Wellington v Otago, 50 overs, Basin Reserve, 21 December 2021
The Ford Trophy has a veneer of equity about it, with each province playing all the others twice. However, eccentricity lies underneath. In each pair of fixtures, the same side is at home for both games. This is supposed to be cost-saving, with two matches in three days. Three weeks separated the two fixtures between Wellington and Otago, yet the southerners were asked to make the long journey to the capital once more, when a reversal of venues would have meant that each team played five at home and five away.

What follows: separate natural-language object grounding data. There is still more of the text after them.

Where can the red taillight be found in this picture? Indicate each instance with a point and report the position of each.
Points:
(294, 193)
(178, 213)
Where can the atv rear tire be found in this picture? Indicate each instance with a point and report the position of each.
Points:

It was an enjoyable day in the sun, without there being much of note to report. Wellington made 333 with solid contributions from most of the batters led by the increasingly impressive Troy Johnson with 88. Otago lost wickets regularly and soon fell irredeemably behind the required rate. I left early, something I rarely do out of fear of missing the extraordinary, but nothing of that nature occurred in my absence.
To finish this round up of the first half of the season, four T20 games.
Wellington v Central Districts, T20, Basin Reserve, 5 December 2021 Women Men
Wellington v Canterbury, T20, Basin Reserve, 19 December 2021
New Zealand Cricket continues its admirable policy of making every match day a double header, with a women’s and a men’s game. The inclusion of the women widens considerably the range of approaches and skills to be seen, a pleasing degree of aestheticism replacing an over-reliance on power.
Regular readers will know that, for several seasons now, Amelia Kerr’s legspin bowling has been one of the great pleasures of my cricket watching. To this she has added consistent and heavy scoring. Her lowest score in the five games so far is 42, the only time she has fallen short of a half century, which goes some way to explaining why Wellington are the only team with an unbeaten record at the halfway stage.
The same cannot be said for the men. The chances of a home final as top-placed team in the round robin are remote, with just two wins from five.
We begin 2022 with a 50-over game on New Year’s Day; I can’t think of a better way.